Trembling fingers reach for the cone, and when he pulls on it he almost coughs, but holds it in and feels the smoke filling his lungs. A few drags later and the smoke is filling in the emptiness, and the trembling has gone down. The starry eyes are watching him quietly, and he lowers himself into the seat he was earlier offered. His mind is less clouded, even though it buzzes slightly, and he blinks.

"How do you know so much about it?" he asks in a whisper of his own.

"I'm a recovering treth addict," the boy answers, and nothing passes in the eyes. They're in a moment of truth, cold honesty, and it means double up or nothing. "I never odeed, thankfully. If the Guild learned about it they'd probably revoke my status."

"Why did you quit?"

Something shows in the eyes, surprise maybe, that he asked the right question. Not why did you start, but why did you quit. The boy does not move, though, keeps his body language silent. "It was beginning to show. That could affect my work." Elias passes him the cone back, and the boy takes it with thanks in his eyes. He speaks after taking a drag, and his words come with more volutes. "What are you addicted to?"

"It doesn't have a name." Frowns, corrects himself. "Or rather, I don't know it."

"And why are you quitting?"

"Because I only have one dose left, and no way to procure any more." He breathes in, forces himself to let it out in a slow, regular flow, rather than sending it shattering out into the air. "I was given a substitute by - a friend." He knows he has said too much in his pause, but he is not in his normal state and he is not used to the feelings he has when he thinks about her corpse. The boy hands him the cone back, and still his eyes say nothing, demand nothing, and for that Elias is grateful. His own words blow smoke out this time. "She's gone now. She said it was treth, but cut with a special ingredient and specifically dosed. She didn't give me any more instructions than that. I found the treth, and a brown powder, mixed them randomly, and odeed."

"Milk. You have to cut treth with lactose. That's what she meant by dosing it." There is something shining now in the eyes, like the sun trying to make the stars fade away, but giving them more brilliance instead, and the same thing is laced through the Companion's voice. "I can't believe you survived uncut treth."

He's not entirely sure he has, but he manages to keep that thought inside his mind. "I need more."
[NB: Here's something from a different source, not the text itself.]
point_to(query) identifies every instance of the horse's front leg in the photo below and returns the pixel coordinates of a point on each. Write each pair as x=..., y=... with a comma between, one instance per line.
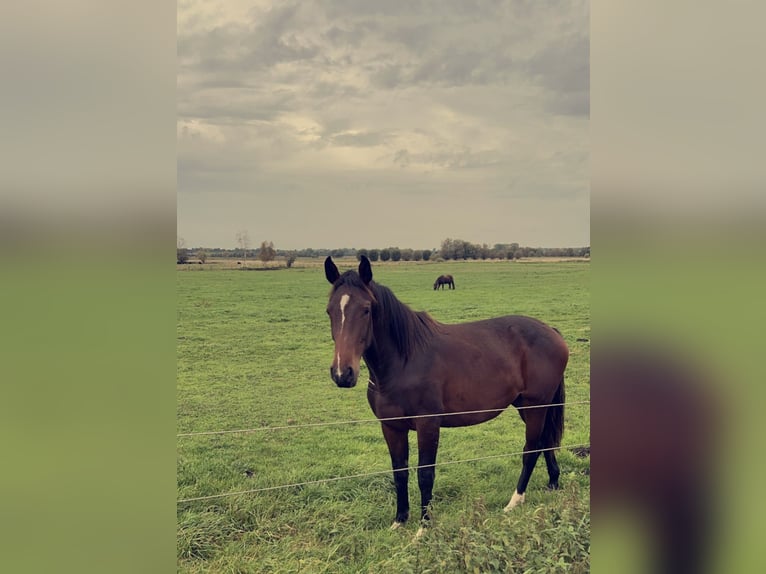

The boy's lips thin to a line. "You don't know treth's street name. The rich and wealthy like calling it "eye's apple," but those it made miserable know better. One-Chance is what they call it. Odee on it once and it's over for you. Next hit will kill you."

He takes that in, feels the death of his only chance, and locks the pain away. He takes another drag, focuses on the heat suffusing his lungs. Blows the smoke out before he speaks, and hands the cone over to the boy for him to finish it. "I don't know your name. He never said."

And for the first time something dark slides over the boy's features, and he looks as if he is an addict, and just as old as Caden, and not much of a boy after all. "Amando." A look passes between them. "I know why he's helping you. But I don't know why he cares for you."

Elias frowns, unsure what Amando means or what to reply.

The boy that is not one saves him the trouble. "You should get some more sleep. Your body needs as much rest as it can get -"

"It's going to kill me." He pronounces the words calmly, like the statement of fact that it is. "It's a drug we're not meant to quit."

He stands and walks through the drapes, goes to lie down on the bed. Lies there wrapped in silence, and stares at the ceiling where he sees Amando's face, the utterly frozen look of a muted reaction.

The boy-Companion only follows a few minutes later, and he settles down between Caden and Elias. Elias doesn't know why, but he doesn't push away the hand that slides into his. It's a comfort, even though it tears his soul in half. He feels drowsy, and his head is a buzz, and there is pain but he has got used to it. He strokes the hand idly with his thumb, to make sure it is there, and warm, and real, and goes to sleep.